Et si il y a peu à dire sur l’aspect officiel de ces cérémonies tant elles sont restées convenues et contraintes par un protocole qui, de dates en dates, a vu se reproduire les mêmes discours plutôt consensuels rappelant la nécessité de la paix en Europe et d’un “plus jamais ça”, ces quatre années de commémoration ont vu se développer un nombre impressionnant de propositions commémoratives locales les plus diverses et dans tous les domaines: expositions, spectacles, ateliers, recherches d’archives, publications, lectures de correspondance, décoration de monuments, initiatives scolaires, la Mission du Centenaire a ainsi labellisé pas moins de 6.200 projets rien que pour l’année 2018 sans compter les très nombreuses actions non-labellisées. Et si bien sûr le nord et l’est de la France en ont connu le plus grand nombre, aucun département français n’a échappé à cette vague d’initiatives mémorielles.
La figure du Poilu
Antoine Prost explique ce phénomène de société par la place très particulière qu’ont pris les Poilus dans la mémoire des Français. En plus de leur présence partout en France par les listes interminables qui figurent sur les monuments aux morts jusque dans les plus petits villages, les soldats de cette guerre ont un statut ambivalent de héros et mais aussi de victime, mais non plus de vainqueur. De plus, les Poilus sont encore dans toutes les familles: si le portrait du grand-père ou du grand oncle en uniforme avec les médailles sur la poitrine est souvent passé de la cheminée au tiroir du buffet, le souvenir familial de cette guerre reste très présent, la collecte d’archives privées qui a vu ressortir des boites à chaussures des milliers de lettres et de photos apporte la preuve du respect qu’au travers des générations, on a porté dans les familles à ces documents.

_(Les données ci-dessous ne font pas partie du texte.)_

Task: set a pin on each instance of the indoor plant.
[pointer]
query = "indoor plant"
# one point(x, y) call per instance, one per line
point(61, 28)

Orléans: Monument aux Morts décoré
Paradoxalement, l’éloignement dans le temps rend les causes (et les responsabilités) de cette Grande Guerre de plus en plus difficiles à décrypter et la rendent encore plus inutile et injustifiée, laissant de plus en plus de place à une relecture pacifiste et anti-guerre de ce conflit meurtrier, y compris dans la question de la réhabilitation collective des “fusillés pour l’exemple”, demande à laquelle le comité scientifique ne donna pas suite considérant qu’il n’était plus possible de rouvrir des jugements militaires qui mêlaient des situations de droit commun avec des refus d’obéissance aux ordres.
Pour conclure, Antoine Prost souligna le rapport très différent que la mémoire collective française entretient avec la seconde guerre mondiale d’abord parce que, durant ce conflit, et de part et d’autre, le statut de victime s’est étendu à l’ensemble de la population civile, et surtout comme le souligne l’historien américain Robert Paxton, par l’idée diffusée par Pétain (encore lui) et le régime de Vichy, que la France contaminée de l’intérieur par une corruption sociale et intellectuelle s’était révélée incapable de s’opposer à l’offensive allemande. Antoine Prost rappela pourtant deux chiffres: 60.000 hommes furent tués durant les quelques jours de l’expéditive offensive de juin 40 alors 180.000 soldats perdirent la vie à Verdun en six mois d’offensive française… mais la mémoire de cette seconde tragédie reste encore en construction…
Et comme le dit Antoine Prost dans une interview au journal Le Monde de 2014, l’Histoire s’écrit pour répondre aux interrogations d’une société.